2 minute read
The Choice! Is it Truly Ours?
By: Beenish Khurshid , Montreal Canada
I had a dream recently. I was in a large lecture hall, and the director of my company was the lecturer. The class was on clothing. The lecturer began by asking the class: what is the purpose of clothing?
Advertisement
One person said to look beautiful. Others started mentioning other ideas as the lecturer picked on me - "pay attention" (I was). Turn your chair, and so on.
The focus soon shifted to the oppression of the Hijab and the oppression of Muslim religion and cultures in general. I struggled to speak up and the lecturer did not give me a turn. Then the lecturer gave a student a sheet of paper. Role play. She got up, and asked a Hijabi woman: are you more beautiful, or am I? And started explaining how she believes she is more beautiful, prompting for an answer. Some women in the class tried to defend Islam. Finally, frustrated at not having had a voice in the debate, made to feel inadequate by the lecturer, and having a clear argument in my mind, I spoke up.
What is the purpose of clothing?
To some, it is to look beautiful.
To others, it is to look sexually attractive.
To others, it is to show off how ripped (muscular) they are.
To others, it is to conform to societal norms.
To yet others, it is to address natural feelings of shame and not feel exposed.

But in today's western society, most of us do not decide what we wear. It is decided for us. Some clothing choices are decided by long standing social norms - men wear suits to interviews, or women wear dresses to weddings. Most, today, are decided for us by the fashion industry. And what are the motivating goals of clothing in fashion? To be attractive. To be sexy.
Why is it that T-shirts often have text written on the chest and not on the belly? Why is it that we must wear stretch-fit yoga pants to the gym, and bikinis to the beach? It is something the fashion industry has decided for us, and decided that these clothes will make us look most attractive. And almost nothing else is available on the shelf. (Anyone who has read up on healthy gear to wear while exercising knows that it is actually healthier to wear loose fitting clothes while working out.)
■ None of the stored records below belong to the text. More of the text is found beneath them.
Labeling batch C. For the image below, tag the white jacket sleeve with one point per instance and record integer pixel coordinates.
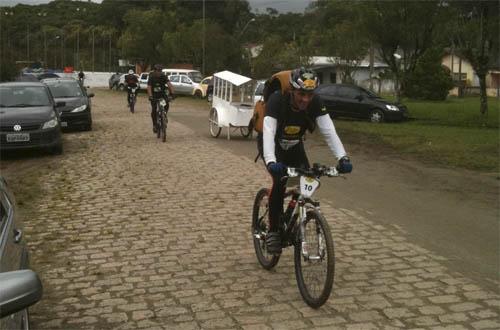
(327, 129)
(269, 133)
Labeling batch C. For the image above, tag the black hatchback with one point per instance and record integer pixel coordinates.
(352, 101)
(28, 117)
(77, 110)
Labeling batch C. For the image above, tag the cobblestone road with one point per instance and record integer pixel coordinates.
(133, 233)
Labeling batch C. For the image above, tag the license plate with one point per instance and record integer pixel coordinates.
(18, 137)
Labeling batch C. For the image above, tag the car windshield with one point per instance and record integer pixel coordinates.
(61, 89)
(369, 93)
(260, 89)
(195, 76)
(24, 96)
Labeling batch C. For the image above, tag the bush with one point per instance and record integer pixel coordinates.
(8, 70)
(430, 80)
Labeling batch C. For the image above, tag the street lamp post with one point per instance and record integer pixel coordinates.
(243, 31)
(42, 14)
(245, 27)
(397, 59)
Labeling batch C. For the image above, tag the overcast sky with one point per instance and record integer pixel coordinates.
(260, 5)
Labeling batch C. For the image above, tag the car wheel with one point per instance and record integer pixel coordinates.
(376, 116)
(87, 127)
(57, 149)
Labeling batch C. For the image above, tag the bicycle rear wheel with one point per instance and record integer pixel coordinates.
(260, 228)
(314, 270)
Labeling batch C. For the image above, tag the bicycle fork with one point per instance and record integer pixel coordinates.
(306, 247)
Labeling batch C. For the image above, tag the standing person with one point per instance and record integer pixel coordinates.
(283, 140)
(157, 85)
(131, 81)
(81, 77)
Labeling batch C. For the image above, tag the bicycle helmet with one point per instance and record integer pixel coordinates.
(304, 79)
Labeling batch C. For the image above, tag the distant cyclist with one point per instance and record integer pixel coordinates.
(132, 82)
(157, 87)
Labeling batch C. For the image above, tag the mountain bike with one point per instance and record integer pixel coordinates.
(132, 97)
(162, 105)
(304, 227)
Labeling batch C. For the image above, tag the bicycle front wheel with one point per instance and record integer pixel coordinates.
(260, 228)
(315, 260)
(163, 126)
(132, 103)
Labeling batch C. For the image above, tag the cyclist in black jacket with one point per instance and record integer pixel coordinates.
(287, 118)
(157, 88)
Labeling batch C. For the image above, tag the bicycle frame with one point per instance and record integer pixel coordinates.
(309, 184)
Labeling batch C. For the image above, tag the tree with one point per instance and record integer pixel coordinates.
(475, 37)
(277, 55)
(430, 80)
(402, 31)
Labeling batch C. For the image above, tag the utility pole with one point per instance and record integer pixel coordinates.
(203, 42)
(93, 49)
(27, 42)
(45, 48)
(372, 60)
(78, 47)
(109, 64)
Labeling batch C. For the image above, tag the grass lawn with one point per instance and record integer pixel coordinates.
(450, 133)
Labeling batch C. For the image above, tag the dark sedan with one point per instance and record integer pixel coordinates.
(28, 117)
(77, 111)
(344, 100)
(19, 286)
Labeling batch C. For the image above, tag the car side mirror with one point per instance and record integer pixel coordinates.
(20, 289)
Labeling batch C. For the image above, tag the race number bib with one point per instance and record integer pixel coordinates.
(308, 186)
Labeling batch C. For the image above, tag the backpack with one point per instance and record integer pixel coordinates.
(278, 81)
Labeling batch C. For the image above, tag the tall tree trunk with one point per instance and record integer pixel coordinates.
(483, 94)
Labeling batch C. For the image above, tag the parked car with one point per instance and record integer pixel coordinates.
(344, 100)
(259, 91)
(182, 84)
(114, 80)
(204, 85)
(77, 111)
(29, 117)
(19, 286)
(194, 75)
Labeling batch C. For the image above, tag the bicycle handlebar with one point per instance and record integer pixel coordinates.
(316, 171)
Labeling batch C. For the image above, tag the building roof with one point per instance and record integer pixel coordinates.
(232, 77)
(327, 61)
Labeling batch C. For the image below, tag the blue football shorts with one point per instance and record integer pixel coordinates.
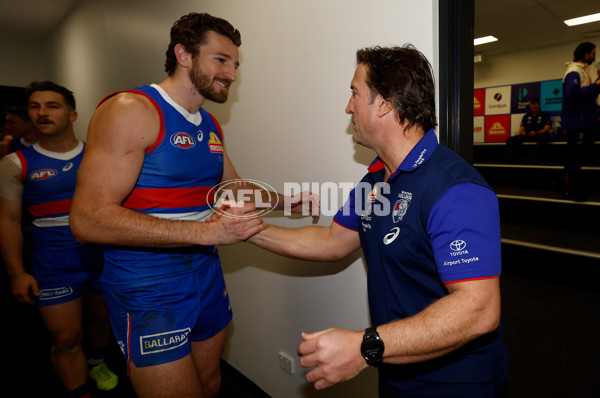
(156, 323)
(67, 274)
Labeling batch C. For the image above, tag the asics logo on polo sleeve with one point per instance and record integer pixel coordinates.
(391, 236)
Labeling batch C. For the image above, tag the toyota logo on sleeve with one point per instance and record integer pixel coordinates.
(458, 245)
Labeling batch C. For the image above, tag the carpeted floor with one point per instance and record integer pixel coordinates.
(551, 323)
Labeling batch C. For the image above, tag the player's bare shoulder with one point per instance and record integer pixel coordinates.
(126, 113)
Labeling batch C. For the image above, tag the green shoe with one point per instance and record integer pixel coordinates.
(105, 379)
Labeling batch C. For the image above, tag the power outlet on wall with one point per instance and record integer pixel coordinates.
(286, 362)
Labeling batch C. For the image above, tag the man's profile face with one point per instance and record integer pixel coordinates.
(214, 68)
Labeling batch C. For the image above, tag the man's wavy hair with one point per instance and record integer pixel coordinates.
(583, 48)
(404, 77)
(191, 30)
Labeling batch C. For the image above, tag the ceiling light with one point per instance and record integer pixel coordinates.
(582, 20)
(484, 40)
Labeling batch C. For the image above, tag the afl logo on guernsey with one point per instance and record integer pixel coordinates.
(183, 141)
(43, 174)
(214, 143)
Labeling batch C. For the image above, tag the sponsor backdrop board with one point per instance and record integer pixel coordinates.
(498, 110)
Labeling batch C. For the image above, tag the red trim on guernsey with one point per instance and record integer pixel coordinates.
(161, 131)
(50, 209)
(218, 126)
(378, 165)
(343, 226)
(23, 165)
(473, 279)
(128, 342)
(150, 198)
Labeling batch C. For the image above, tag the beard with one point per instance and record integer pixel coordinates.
(204, 86)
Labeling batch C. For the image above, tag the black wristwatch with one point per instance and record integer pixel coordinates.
(372, 347)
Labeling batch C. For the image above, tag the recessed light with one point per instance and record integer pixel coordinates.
(484, 40)
(582, 20)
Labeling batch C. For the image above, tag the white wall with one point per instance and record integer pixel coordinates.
(284, 122)
(22, 61)
(525, 66)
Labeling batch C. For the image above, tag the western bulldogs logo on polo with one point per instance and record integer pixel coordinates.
(43, 174)
(183, 141)
(214, 143)
(401, 206)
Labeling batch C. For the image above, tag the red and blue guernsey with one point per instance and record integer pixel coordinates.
(49, 180)
(435, 221)
(179, 170)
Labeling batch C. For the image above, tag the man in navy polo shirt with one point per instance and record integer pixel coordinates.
(428, 225)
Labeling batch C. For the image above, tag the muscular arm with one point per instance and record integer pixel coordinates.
(472, 309)
(313, 243)
(11, 234)
(120, 131)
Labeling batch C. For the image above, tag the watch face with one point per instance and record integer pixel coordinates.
(372, 350)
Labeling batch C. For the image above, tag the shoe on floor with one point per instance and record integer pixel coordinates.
(105, 379)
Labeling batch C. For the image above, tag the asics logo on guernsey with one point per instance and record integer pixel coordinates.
(43, 174)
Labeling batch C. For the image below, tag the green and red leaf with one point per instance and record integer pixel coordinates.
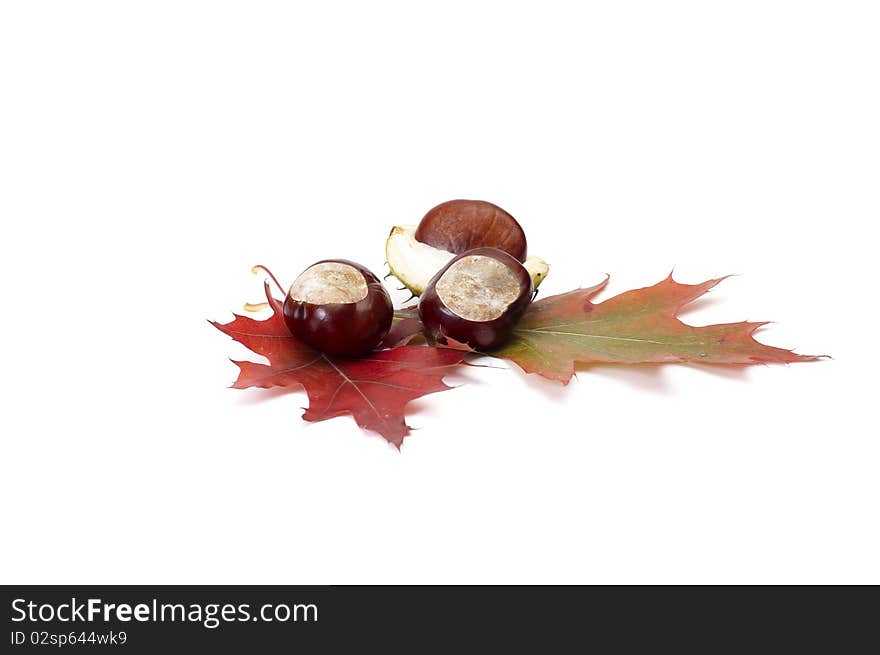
(638, 326)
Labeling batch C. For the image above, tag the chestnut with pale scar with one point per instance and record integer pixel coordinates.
(477, 298)
(338, 307)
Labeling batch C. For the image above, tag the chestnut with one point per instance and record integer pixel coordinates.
(461, 225)
(477, 298)
(338, 307)
(416, 252)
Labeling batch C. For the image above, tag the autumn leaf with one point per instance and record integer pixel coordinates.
(373, 389)
(638, 326)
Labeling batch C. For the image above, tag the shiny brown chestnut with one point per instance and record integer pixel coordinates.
(338, 307)
(477, 298)
(457, 226)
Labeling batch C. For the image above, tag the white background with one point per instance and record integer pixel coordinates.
(150, 153)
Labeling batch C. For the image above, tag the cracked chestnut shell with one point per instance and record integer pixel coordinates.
(338, 307)
(477, 298)
(461, 225)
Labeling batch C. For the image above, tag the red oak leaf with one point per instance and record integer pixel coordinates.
(373, 389)
(638, 326)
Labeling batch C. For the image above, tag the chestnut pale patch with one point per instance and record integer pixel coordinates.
(478, 288)
(329, 282)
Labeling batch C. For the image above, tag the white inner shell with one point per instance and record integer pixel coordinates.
(329, 282)
(478, 288)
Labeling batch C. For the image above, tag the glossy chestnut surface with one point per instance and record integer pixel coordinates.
(477, 298)
(338, 307)
(457, 226)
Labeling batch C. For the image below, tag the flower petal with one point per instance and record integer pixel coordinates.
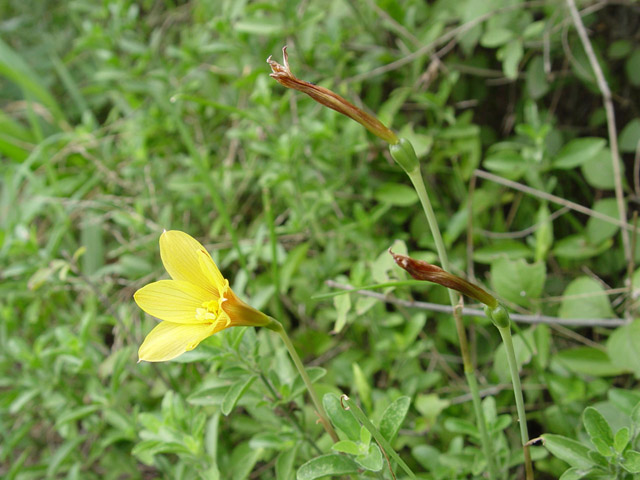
(173, 300)
(240, 314)
(169, 340)
(179, 253)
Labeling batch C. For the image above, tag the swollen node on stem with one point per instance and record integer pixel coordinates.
(404, 154)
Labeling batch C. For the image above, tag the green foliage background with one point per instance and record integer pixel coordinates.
(119, 119)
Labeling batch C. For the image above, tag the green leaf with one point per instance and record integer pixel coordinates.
(235, 393)
(495, 37)
(285, 462)
(502, 248)
(18, 71)
(622, 347)
(588, 361)
(341, 418)
(575, 473)
(632, 67)
(568, 450)
(621, 439)
(619, 49)
(544, 233)
(577, 247)
(630, 136)
(396, 194)
(242, 461)
(631, 461)
(598, 230)
(393, 417)
(511, 54)
(461, 426)
(342, 305)
(578, 151)
(346, 446)
(372, 460)
(518, 281)
(430, 406)
(584, 297)
(362, 386)
(598, 171)
(326, 465)
(507, 163)
(536, 78)
(598, 428)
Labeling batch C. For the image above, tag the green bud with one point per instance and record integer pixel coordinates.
(404, 154)
(498, 315)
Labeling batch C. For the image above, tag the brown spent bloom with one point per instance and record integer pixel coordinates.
(421, 270)
(282, 73)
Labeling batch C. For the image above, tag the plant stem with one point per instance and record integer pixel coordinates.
(415, 176)
(384, 444)
(505, 333)
(322, 415)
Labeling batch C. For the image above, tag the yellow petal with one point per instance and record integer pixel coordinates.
(210, 269)
(173, 300)
(169, 340)
(179, 253)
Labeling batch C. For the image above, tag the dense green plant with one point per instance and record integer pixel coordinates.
(119, 119)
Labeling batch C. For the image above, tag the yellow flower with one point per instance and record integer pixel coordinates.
(196, 303)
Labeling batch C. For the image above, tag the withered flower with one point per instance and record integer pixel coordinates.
(421, 270)
(282, 73)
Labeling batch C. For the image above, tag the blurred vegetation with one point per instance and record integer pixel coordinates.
(119, 119)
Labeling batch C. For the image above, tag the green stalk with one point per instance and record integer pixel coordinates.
(384, 444)
(415, 175)
(322, 415)
(505, 333)
(273, 238)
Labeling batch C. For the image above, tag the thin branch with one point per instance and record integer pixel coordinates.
(611, 122)
(474, 312)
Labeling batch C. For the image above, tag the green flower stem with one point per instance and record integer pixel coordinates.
(505, 333)
(322, 415)
(415, 175)
(384, 444)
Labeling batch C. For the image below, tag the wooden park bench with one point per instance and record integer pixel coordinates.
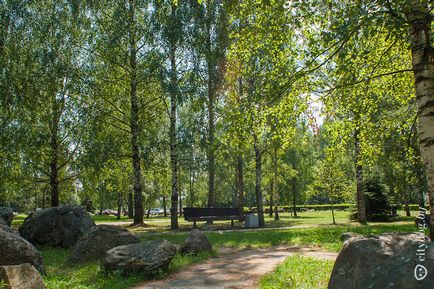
(212, 214)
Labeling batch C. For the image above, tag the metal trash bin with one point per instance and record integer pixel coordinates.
(251, 221)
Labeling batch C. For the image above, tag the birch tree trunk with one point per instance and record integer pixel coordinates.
(172, 132)
(360, 195)
(240, 182)
(419, 18)
(138, 197)
(258, 181)
(211, 101)
(54, 147)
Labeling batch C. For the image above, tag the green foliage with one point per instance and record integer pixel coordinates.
(63, 275)
(298, 272)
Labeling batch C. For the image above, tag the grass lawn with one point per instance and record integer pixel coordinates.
(63, 275)
(309, 229)
(298, 273)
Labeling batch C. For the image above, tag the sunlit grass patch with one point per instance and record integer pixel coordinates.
(299, 273)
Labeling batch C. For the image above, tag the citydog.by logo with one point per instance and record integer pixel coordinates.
(420, 271)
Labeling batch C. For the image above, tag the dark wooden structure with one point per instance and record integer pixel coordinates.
(212, 214)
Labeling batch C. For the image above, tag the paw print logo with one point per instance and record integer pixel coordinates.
(420, 272)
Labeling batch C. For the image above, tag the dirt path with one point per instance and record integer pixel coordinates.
(234, 269)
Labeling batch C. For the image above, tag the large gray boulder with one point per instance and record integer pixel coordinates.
(195, 243)
(97, 240)
(348, 235)
(58, 226)
(22, 276)
(384, 261)
(7, 214)
(15, 250)
(141, 258)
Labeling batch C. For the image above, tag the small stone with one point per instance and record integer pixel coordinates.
(142, 258)
(97, 240)
(23, 276)
(15, 250)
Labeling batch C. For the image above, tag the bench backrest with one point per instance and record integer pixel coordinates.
(210, 212)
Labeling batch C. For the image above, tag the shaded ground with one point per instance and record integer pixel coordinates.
(234, 269)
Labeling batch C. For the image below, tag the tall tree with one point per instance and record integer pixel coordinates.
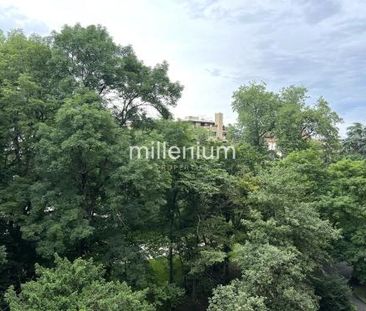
(355, 142)
(88, 57)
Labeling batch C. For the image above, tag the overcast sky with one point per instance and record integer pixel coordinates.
(215, 46)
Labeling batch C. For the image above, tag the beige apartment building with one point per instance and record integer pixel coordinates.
(216, 126)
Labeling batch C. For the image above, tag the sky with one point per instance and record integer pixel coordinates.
(214, 46)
So while the vast majority of people in the world wear what they are told to wear, Muslim women in the West make a choice for themselves, on what clothing means to them, and on what how and when they are going to wear it. They make a choice to regain control of their bodies. To decide who looks at them, when, and what people get to see. And they decide what purpose they are operating under at any given time: to look beautiful, to look attractive, to preserve their right to bodily privacy, to be modest, or to obey God.
Let's start taking control of the narrative, and recognizing that when we put our minds to it, we can put oppressive ideologies like "secular clothing" (and Bill-21 in Québec) to peaceful rest.